Satu : Jadi Anak Kota.

308 25 35
                                    

"Yaudah, Bun, Fia pergi dulu, ya. Jaga diri Bunda baik-baik." Fia salam sama Bunda-nya. Mau pergi katanya. Nggak tau kemana. Ini baru awal cerita aja udah nggak jelas. Udahlah, skip aja mending huehueheueu.

Nggak, deh.

Fia mau merantau. Ke kota. Jauh dari desanya yang makmur penuh dengan kolam lele ini. Nggak cuma Fia. Della juga ikut karena mau numpang cari kerja. Ya, sama kayak Fia. Fyi, Fia sama Della ini adik kakak yang usianya cuma beda dua tahun.

"Kamu juga, jagain adikmu. Baik-baik disana, ya?" Bunda Ilena ngusap kepalanya Fia.

"Iya, bun."
Abis salam perpisahan gitu, Fia ngangkat kopernya, hendak pergi dari pekarangan rumah bercat hijau itu. Tapi, tiba-tibaㅡ

"Kak Fia! Aku mau ikut!"

"Farel! Farel!
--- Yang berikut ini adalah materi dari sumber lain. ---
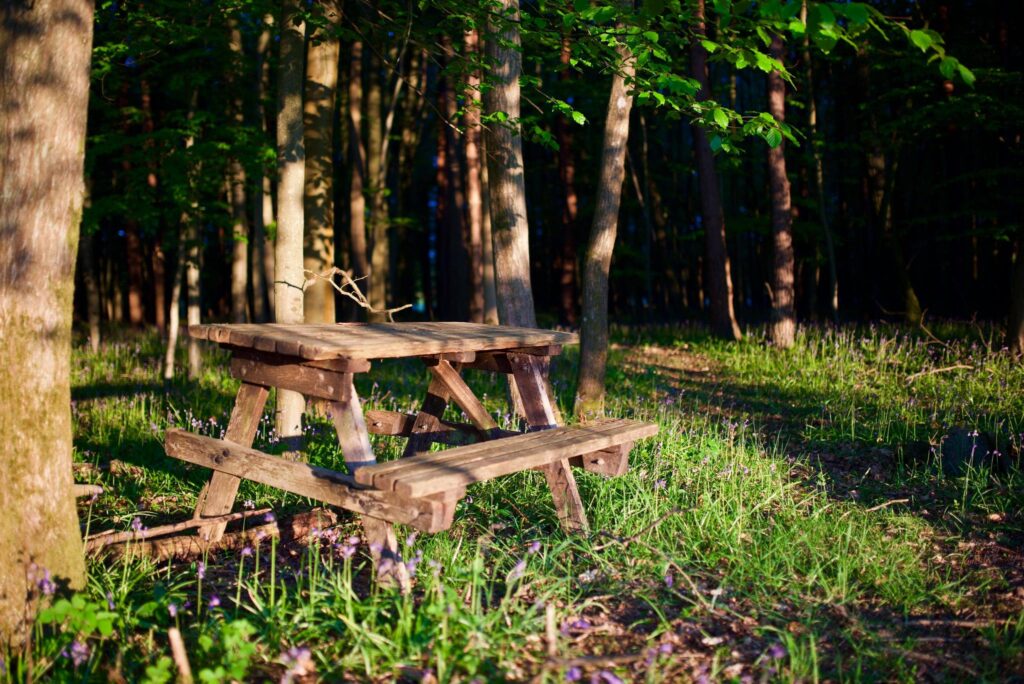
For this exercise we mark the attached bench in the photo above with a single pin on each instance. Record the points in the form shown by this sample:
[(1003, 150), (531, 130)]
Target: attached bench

Nanti jatoh!"

Farel sama Yevia teriak-teriak dari dalem.

"Kak Fia, Farel mau ikut!" Kata Farel sambil narik-narik bajunya Fia.

"Ikut kemana, gablag. Masih bocah juga." Della ngejeplak sambil getok kepala adiknya yang masih berusia 5 tahun itu.

"Ikutㅡ ikut keㅡ kakak sama Kak Fia mau kemana emangnya?"

"Mau ke rumah Bu Rosi. Farel mau ikut?" Kata Fia, berdalih.

"Bu Rosi yang janda galak itu? Ogah! Farel takut."

jepret

Dihajar-lah itu pipi si Farel sama Fia,

"Diajarin siapa ngomong gitu?" Katanya.

"Di- diajarin- Kak Della...." Rintih Farel.

Fia langsung natap Della dengan tatapan yang seolah berbicara, "Adek gua lo ajarin ngomong yang engga engga ya blangsak?" Della cuma cengengesan.

"Eh, ribut terus. Fia, Della, gih, sana pergi. Udah siang. Farel, Farel disini aja, ya, nak, sama Bunda. Sama Kak Yevi. Ya?" Kata Bunda dengan tutur kata lembut.

Akhirnya, Della dan Fia pergi meninggalkan desa yang membesarkan mereka itu. Desa yang penuh dengan ketentraman, kedamaian, dan tentu saja, penuh dengan lele hasil ternakan bapak mereka. Kota adalah tujuan mereka. Tempat mereka akan mengadu nasib yang sebenarnya.

Sampai di kota, mereka turun dari bus dan nggak tau harus kemana. Bener-bener kayak orang ilang. Kayak anak ayam lagi nyari tai nya- eh, induknya. Terus selang berapa detik, ada tukang ojek nyamperin.

"Ojek, neng?"

Ganteng. Adalah kata pertama yang muncul di benak Fia ketika liat tukang ojek itu.

Misqueen. Adalah kata pertama yang muncul di benak Della ketika liat ada bolongan kecil kayak abis kesundut rokok di jaket tukang ojek itu.

"Maap maap, ni, Pak. Kita mah naeknya taksi. Ya, Fi?" Della belaga pakai logat betawi.

"Maap maap juga, saya ini masih muda. Masih 21 tahun. Jangan asal jeplak manggil 'Pak' aja ngana." Jawab si tukang ojek ganteng.

"Boros bener mukanya." Celetuk Della sambil mendelik.

"Jadi naek ojek gua kaga, nih? Kalo kaga, gua mau nyari penumpang laen."

"Iya!"

"Hah?" Della kaget banget pas denger Fia bilang iya. APA APAAN.

"Iya, saya mau naik ojek. Dikata bawa koper gede begini gak berat. Saya aja yang naik. Eh, Del, lo jalan kaki bawa koper lo sendiri. Suruh siapa ditawarin naek ojek gak mau. Bye."